Official project documentation is the source anchor for technical claims:

AreaPreferred source
Kubernetes APIs and behaviorKubernetes documentation
GPU schedulingKubernetes GPU scheduling docs and NVIDIA GPU Operator docs
vLLM servingvLLM documentation
KServe inference resourcesKServe documentation
Ray Serve and KubeRayRay documentation
SEO and indexing practicesGoogle Search Central documentation

Vendor blogs, benchmark posts, and community examples can support operational context, but they should not override official API behavior, security guidance, or lifecycle documentation.

Review cadence

Content typeReview trigger
Kubernetes core pagesKubernetes minor-version adoption, API deprecation, or platform baseline change.
Security pagesPolicy exception, incident review, admission-controller change, or secrets-management change.
LLM serving pagesRuntime upgrade, new model family, GPU profile change, or serving abstraction change.
RAG pagesRetrieval pipeline change, vector database change, evaluation method change, or data governance update.
LabsNew manifest pattern, changed CLI behavior, changed metrics contract, or failed learner validation.

Content quality bar

Every substantial page should include:

  • A clear decision or operating problem.
  • Platform ownership boundaries.
  • Failure modes.
  • Metrics or validation signals.
  • Links to related guides, labs, or reference architectures.
  • Sources that point to official documentation when available.
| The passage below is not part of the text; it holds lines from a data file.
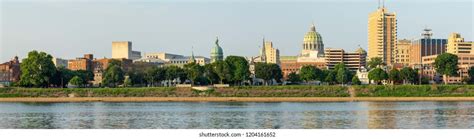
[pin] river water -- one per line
(238, 115)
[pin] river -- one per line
(238, 115)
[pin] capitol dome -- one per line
(313, 42)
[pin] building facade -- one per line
(10, 72)
(123, 49)
(382, 35)
(81, 63)
(216, 52)
(402, 52)
(312, 42)
(426, 46)
(353, 60)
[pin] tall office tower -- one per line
(312, 42)
(426, 46)
(123, 49)
(382, 35)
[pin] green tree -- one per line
(308, 73)
(394, 76)
(447, 65)
(470, 72)
(375, 62)
(77, 81)
(113, 76)
(330, 76)
(294, 78)
(407, 74)
(239, 67)
(37, 70)
(355, 80)
(223, 71)
(194, 72)
(377, 75)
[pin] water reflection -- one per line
(170, 115)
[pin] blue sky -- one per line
(70, 28)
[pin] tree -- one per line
(239, 67)
(375, 62)
(355, 80)
(308, 73)
(407, 74)
(113, 76)
(377, 75)
(394, 76)
(223, 71)
(37, 70)
(342, 73)
(330, 77)
(470, 72)
(447, 65)
(77, 81)
(293, 77)
(194, 72)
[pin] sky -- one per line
(70, 28)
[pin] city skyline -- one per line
(237, 35)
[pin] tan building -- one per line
(353, 60)
(10, 72)
(81, 63)
(382, 35)
(426, 46)
(123, 49)
(457, 45)
(289, 64)
(402, 52)
(271, 54)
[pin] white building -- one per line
(123, 49)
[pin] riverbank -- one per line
(234, 99)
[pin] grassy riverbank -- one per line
(248, 91)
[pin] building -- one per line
(457, 45)
(312, 42)
(58, 62)
(166, 59)
(10, 72)
(353, 60)
(81, 63)
(123, 49)
(382, 35)
(271, 54)
(363, 75)
(426, 46)
(216, 52)
(402, 52)
(100, 65)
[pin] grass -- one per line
(251, 91)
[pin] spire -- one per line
(313, 28)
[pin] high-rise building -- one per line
(270, 54)
(382, 35)
(81, 63)
(123, 49)
(312, 42)
(353, 60)
(426, 46)
(402, 52)
(457, 45)
(216, 52)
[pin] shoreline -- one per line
(232, 99)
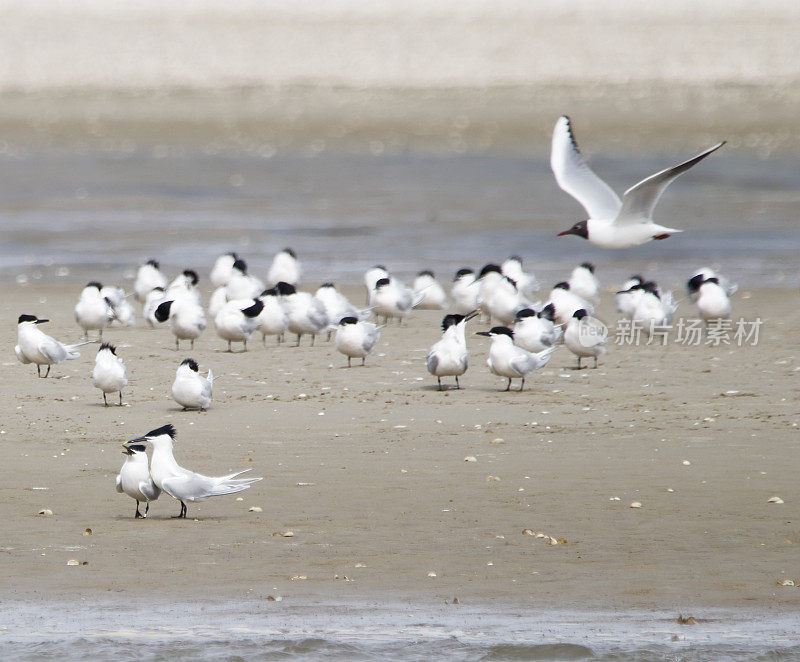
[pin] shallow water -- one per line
(278, 631)
(71, 215)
The working checklist is maintained in Content Review Checklist. Labs link back to that checklist so new exercises stay useful, measurable, and reviewable.

What K8sLLM is not

K8sLLM is not a managed service, a hosted sandbox, or a product benchmark leaderboard. It is a static learning and architecture guide. The labs are runbooks that readers can adapt to their own clusters.

Popularity roadmap

The first growth goal is organic Google traffic for k8s llm, Kubernetes LLM, LLM on Kubernetes, vLLM Kubernetes, KServe vs Ray Serve, GPU node pool Kubernetes, and RAG on Kubernetes.

The site will prioritize one deep article per week and one new lab every two weeks. Each article should include a decision table, internal links to at least two related pages, and source anchors to official docs.